Things on my mind. George Drapeau's Weblog

Oct 06
11

This should be a quick one; I've got to write down the thought before I forget it.

George, What Are You Talking About Now?!

I was talking with a couple of engineers in my group today about the projects they will be working on this fiscal year and their work load. I want to make sure that they are plenty busy but not so busy that they begin thrashing. I find that, when people in our organization get goaled on a huge volume of projects, what suffers is the overall quality of work. That's bad because we work in an organization where our deliverables are directly used by Sun's customers so shoddy work means less benefit to customers. I don't want that.

Yeah, Sure, But What Is Your Point?

My point is this: giving you too many projects to do makes you effectively stupid (is that an oxymoron? ...well, stay with me here). You don't take the time to learn thoroughly about how any single project works. And since our added value is from understanding how our partners' products work on Sun, we stop adding value. We're not able to answer the little questions about why this works better than that, why a customer should use this server versus that one, why you should run the software configured this way and not that way. We become stupid. We know just enough to get the project done, but not enough to speak with deep authority on anything.

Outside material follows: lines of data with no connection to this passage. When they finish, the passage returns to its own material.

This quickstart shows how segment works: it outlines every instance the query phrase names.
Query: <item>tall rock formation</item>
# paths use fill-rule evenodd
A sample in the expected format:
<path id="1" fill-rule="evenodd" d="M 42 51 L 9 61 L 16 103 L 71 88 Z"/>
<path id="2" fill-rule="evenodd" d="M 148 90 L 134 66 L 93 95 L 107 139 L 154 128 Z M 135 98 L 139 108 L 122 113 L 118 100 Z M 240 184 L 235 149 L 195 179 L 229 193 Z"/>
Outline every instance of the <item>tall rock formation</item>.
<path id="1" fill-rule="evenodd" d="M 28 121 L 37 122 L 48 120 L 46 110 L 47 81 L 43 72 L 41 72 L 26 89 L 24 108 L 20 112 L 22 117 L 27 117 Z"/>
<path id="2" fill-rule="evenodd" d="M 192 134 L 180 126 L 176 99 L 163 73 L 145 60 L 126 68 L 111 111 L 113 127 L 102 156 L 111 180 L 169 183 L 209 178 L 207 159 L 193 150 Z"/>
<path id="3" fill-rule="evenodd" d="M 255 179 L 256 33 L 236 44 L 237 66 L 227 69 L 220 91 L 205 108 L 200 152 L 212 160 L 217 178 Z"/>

What Is The Lesson Here, Then?

The lesson that I learned from today's conversations is that if I want quality work to be delivered from my folks and myself, I'm much better off giving them fewer projects to complete with higher-quality end deliverables than more projects to complete poorly. It seems obvious when I say it that way, but I think that we've just been telling everybody to do more work without clearly thinking about how it affects each individual project. Turns out, when you don't spend much time on a project, you tend not to learn as much which means you have less opportunity to provide actual value. That's my thought.